Sem querer responsabilizar alguém pelo ocorrido, o filme trata o estremecimento familiar graças ao caso, com Will (Clive Owen, numa performance compadecida enquanto um pai de família) vivendo a ira por aquele que tocou sua filha, ao mesmo tempo que se culpa por não a ter defendido. Igualmente frustrada está sua mãe, Lynn, vivida pela ótima Catherine Keener, resguardando lamentos, esperando que o FBI resolva o caso. O contraste das relações do antes e pós acontecimento são bastante evidentes. proporcionando boas cenas concentradas unicamente no desastre assolando a família, ignorando o desaparecimento de Charlie numa clara crítica sobre os pedófilos que nunca são descobertos.

Sem grandes aspectos técnicos, o filme se debruça unicamente no conflito proveniente do estupro e o resultado disso para uma vida, de uma maneira próxima, porém pouco rija, à proposta do forte Mistérios da Carne (Misterious Skin, 2004). Aqui também se trabalha com sugestões, a visão de um homem apreciando uma garota bem mais jovem, o que não trata como pedofilia, mas rende oportunos questionamentos. O sentimento de Annie é pouco a pouco revelado na terapia com a psicóloga Gail Friedman, vivida brilhantemente por Viola Davis, jamais julgando o caso, mas buscando as conseqüências do ato para a garota numa compreensão através das palavras da própria menina referente a sua perspectiva enquanto vítima condolente. Na relação entre a dupla residem os melhores diálogos.

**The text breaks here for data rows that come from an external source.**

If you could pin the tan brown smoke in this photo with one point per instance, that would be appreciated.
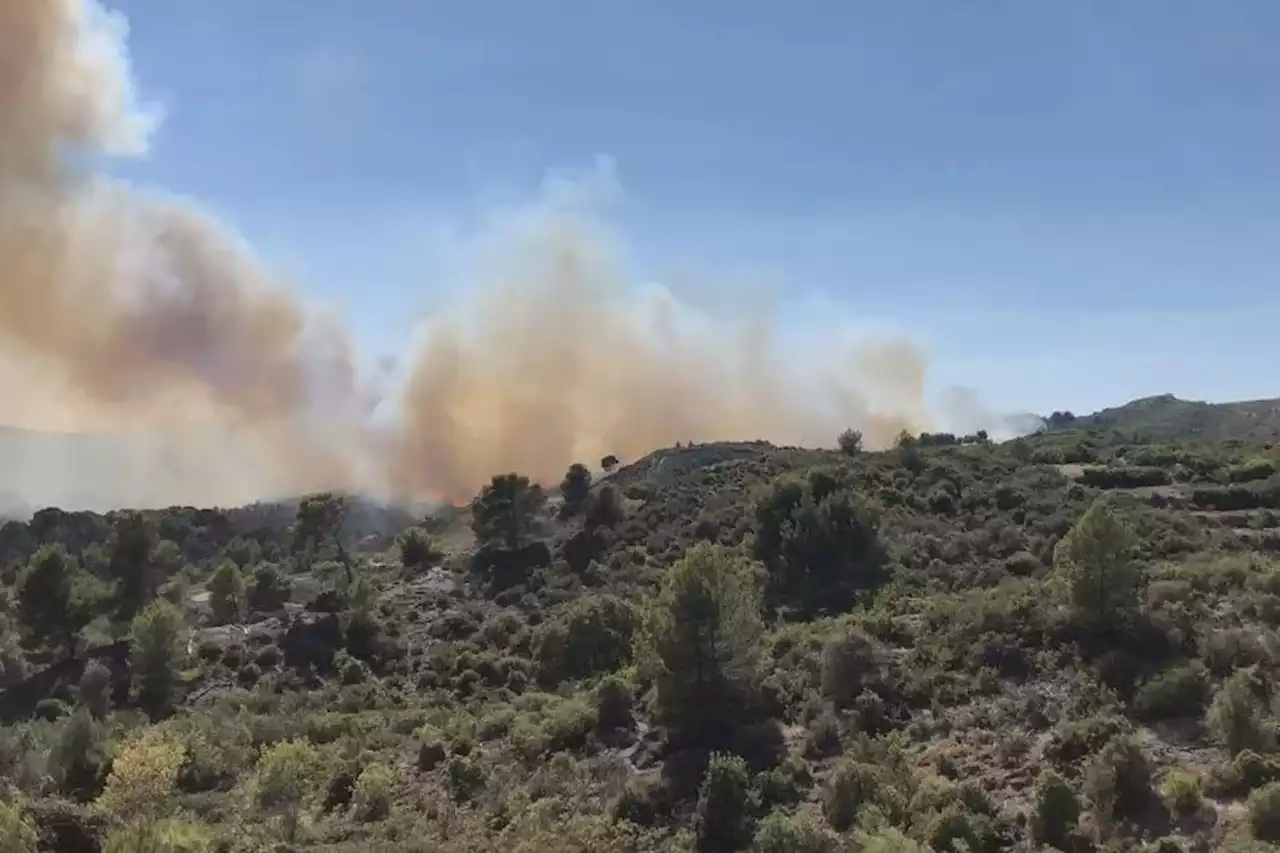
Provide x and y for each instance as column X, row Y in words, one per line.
column 124, row 313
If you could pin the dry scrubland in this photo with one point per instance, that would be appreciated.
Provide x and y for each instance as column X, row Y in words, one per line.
column 1061, row 642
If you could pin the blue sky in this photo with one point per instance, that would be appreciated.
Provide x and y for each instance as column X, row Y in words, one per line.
column 1068, row 203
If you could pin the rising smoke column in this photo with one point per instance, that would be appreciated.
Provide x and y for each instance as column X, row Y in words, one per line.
column 144, row 315
column 144, row 310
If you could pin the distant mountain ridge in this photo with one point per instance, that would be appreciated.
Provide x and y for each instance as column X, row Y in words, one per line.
column 1170, row 418
column 86, row 470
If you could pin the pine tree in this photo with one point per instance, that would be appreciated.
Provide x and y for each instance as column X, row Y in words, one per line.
column 700, row 642
column 227, row 593
column 158, row 644
column 503, row 514
column 1096, row 557
column 55, row 597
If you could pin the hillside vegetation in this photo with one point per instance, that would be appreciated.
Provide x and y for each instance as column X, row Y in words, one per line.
column 1069, row 641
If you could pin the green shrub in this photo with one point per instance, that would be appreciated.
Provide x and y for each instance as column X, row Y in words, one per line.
column 1178, row 692
column 1264, row 807
column 158, row 646
column 371, row 797
column 588, row 637
column 464, row 778
column 782, row 833
column 850, row 785
column 1235, row 717
column 613, row 703
column 17, row 833
column 1118, row 780
column 1056, row 811
column 1182, row 792
column 722, row 822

O filme se revela uma denúncia justa, não traz soluções, porém indaga ações. A pedofilia tem uma história longa, vem abraçando o cinema com filmes exuberantes em distintos panoramas, como os casos de O Lenhador (The Woodsman, 2004) e Pecados Íntimos (Little Children, 2006), que discutem o lado dos pedófilos sem inocentá-los. Confiar não ficará marcado como os dois mencionados, mas é um trabalho importante nos que diz respeito ao que nos é nocivo. Pais e filhos convivem juntos, a dor da aceitação por um erro é indigesta, real e por vezes inevitável, baseado em nossa história atual com tudo que estamos expostos. Os filhos estão por aí na mão de muitos e dificilmente aceitam conselhos, querem viver –uma hora a criança tem de crescer e não há tanto que os pais possam fazer.

Comentários (5)

Bruno Kühl | quarta-feira, 28 de Setembro de 2011 - 13:50

Legal 😋

Isabela Bichara de Souza Neves | sexta-feira, 30 de Setembro de 2011 - 07:36

Vou ver hoje esse filme! É um assunto bem atual, e me parece que será um belo drama pelo trailer. Ah Ross! hehehehehe...espero que ele não me desaponte! 😁

João Guilherme de Magalhães Ferreira | quinta-feira, 22 de Novembro de 2012 - 15:09

O Mais Interessante No Filme É Que Ele Não É Focado Na Vingança, Como A Maioria Dos Filmes Com Essa Mesma Premissa! Ele Mostra O Acontecimento E O As Sequelas Q O Mesmo Deixou. Gostei E Acho Que David Schwimmer Deu Um Grande Passo Como Diretor Nesse Filme. Agorá É Torcer Pra Que Continue Nesse Tipo De Produçao, Pois Algo Parecido Com "Maratona Do Amor" Ninguém Merece!